Les Croix de Feu du colonel de La Rocque étaient-ils proto-fascistes ? Pendant longtemps, l'amalgame fut fait, un peu trop rapidement d'ailleurs. Mais depuis quelques années, des chercheurs ont apporté des nuances importantes sur ce vaste rassemblement d'anciens combattants anticommunistes mais qui est resté dans la légalité, alors qu'il pouvait faire basculer les événements de 1943 en participant à un renversement du régime républicain, transgression refusée par leur chef qui entrera en Résistance durant les années noires.
Un essai sort aux éditions Champ Vallon. Présentation :
Qui a inventé la devise « Travail Famille Patrie » ? Ce ne sont pas les fondateurs du régime de Vichy en 1940. C’est, entre 1932 et 1934, le colonel de La Rocque, chef des Croix-de-Feu, une association d’anciens combattants décorés pour héroïsme pendant la guerre de 14-18. Cette ligue nationaliste est au cœur des polémiques sur l’existence d’un fascisme authentiquement français. Au nom de leurs sacrifices dans les tranchées, les Croix-de-Feu exigent un gouvernement assez fort pour garantir la sécurité de la France contre l’ennemi allemand, mais aussi contre les « ennemis de l’intérieur », communistes et pacifistes. Pour réveiller le patriotisme et intimider l’extrême gauche, les Croix-de-Feu multiplient défilés et rassemblements de plusieurs dizaines de milliers de militants. Ces attroupements sont organisés dans le plus grand secret et impressionnent par leur mise en scène (milliers de voitures en convois, manœuvres d’avions privés). Les animateurs du Front populaire veulent y voir la préparation d’un coup d’État pour instaurer une dictature fasciste.

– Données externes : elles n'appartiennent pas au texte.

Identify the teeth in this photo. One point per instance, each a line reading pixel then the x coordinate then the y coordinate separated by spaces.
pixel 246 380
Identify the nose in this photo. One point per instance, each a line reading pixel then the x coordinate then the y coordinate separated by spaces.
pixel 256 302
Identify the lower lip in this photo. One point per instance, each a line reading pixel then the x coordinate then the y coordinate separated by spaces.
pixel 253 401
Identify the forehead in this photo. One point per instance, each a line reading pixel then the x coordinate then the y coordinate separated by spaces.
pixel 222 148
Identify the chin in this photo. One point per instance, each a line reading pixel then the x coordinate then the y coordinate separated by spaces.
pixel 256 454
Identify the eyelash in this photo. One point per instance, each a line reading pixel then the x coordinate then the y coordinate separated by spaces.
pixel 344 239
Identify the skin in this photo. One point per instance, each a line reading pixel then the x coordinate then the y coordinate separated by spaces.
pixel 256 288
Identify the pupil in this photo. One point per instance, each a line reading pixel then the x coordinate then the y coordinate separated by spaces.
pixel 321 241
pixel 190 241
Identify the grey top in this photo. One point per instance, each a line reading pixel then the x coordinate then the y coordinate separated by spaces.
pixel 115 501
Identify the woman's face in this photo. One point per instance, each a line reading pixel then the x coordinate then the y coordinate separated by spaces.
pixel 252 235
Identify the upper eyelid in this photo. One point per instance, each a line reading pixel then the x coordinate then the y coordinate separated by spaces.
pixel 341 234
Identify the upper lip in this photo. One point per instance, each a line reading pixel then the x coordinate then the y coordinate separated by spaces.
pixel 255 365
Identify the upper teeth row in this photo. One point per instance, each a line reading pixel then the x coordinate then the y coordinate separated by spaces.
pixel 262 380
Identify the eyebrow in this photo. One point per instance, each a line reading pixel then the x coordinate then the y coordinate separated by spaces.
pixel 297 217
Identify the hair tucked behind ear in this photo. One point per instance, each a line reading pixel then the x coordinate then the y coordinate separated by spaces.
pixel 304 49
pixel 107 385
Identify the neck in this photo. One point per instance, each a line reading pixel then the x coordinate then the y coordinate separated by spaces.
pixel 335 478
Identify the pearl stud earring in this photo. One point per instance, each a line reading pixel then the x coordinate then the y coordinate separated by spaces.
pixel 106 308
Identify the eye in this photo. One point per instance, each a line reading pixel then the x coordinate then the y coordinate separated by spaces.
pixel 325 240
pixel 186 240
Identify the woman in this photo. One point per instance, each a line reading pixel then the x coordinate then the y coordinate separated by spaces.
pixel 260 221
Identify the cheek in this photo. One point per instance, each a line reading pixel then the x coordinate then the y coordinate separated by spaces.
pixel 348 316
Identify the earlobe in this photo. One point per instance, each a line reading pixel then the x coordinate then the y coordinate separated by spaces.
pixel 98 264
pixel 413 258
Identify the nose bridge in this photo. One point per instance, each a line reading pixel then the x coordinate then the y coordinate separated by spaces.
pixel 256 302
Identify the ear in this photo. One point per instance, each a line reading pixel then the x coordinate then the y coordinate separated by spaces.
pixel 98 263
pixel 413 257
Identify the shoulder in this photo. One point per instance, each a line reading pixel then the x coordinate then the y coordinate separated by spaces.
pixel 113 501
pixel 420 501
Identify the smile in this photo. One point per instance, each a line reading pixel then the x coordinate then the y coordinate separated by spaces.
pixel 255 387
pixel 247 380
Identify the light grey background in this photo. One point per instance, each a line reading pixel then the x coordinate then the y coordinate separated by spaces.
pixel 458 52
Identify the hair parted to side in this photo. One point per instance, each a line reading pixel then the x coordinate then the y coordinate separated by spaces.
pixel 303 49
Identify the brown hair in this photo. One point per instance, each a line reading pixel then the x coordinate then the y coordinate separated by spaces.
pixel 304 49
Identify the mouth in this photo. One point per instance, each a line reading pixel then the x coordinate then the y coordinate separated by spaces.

En fait, La Rocque veut faire revivre l’Union sacrée de 14-18 pour réconcilier tous les Français au-delà des divisions sociales et partisanes. Les Croix-de-Feu se sentiraient liés par leur code de l’honneur : leurs exploits guerriers pour la victoire les obligeraient désormais à des exploits civiques pour empêcher toute révolution de type bolchevique. Après l’émeute antiparlementaire du 6 février 1934, La Rocque lance ses hommes dans une croisade caritative contre la misère, dans l’espoir de reconquérir la classe ouvrière. Les soupes populaires remplacent peu à peu les démonstrations de force. En 1936, La Rocque refuse toute riposte lors de la dissolution de son « mouvement » par le gouvernement Blum, puis s’intègre au système institutionnel en créant le Parti social français. Finalement, les Croix-de-Feu refusent le totalitarisme fasciste, parce qu’ils ont encore confiance dans la volonté des Français de se sacrifier pour la Patrie.
Albert Kéchichian, Les Croix-de-Deu à l'âge des fascismes. Travail Famille Patrie, éd. Champ Vallon.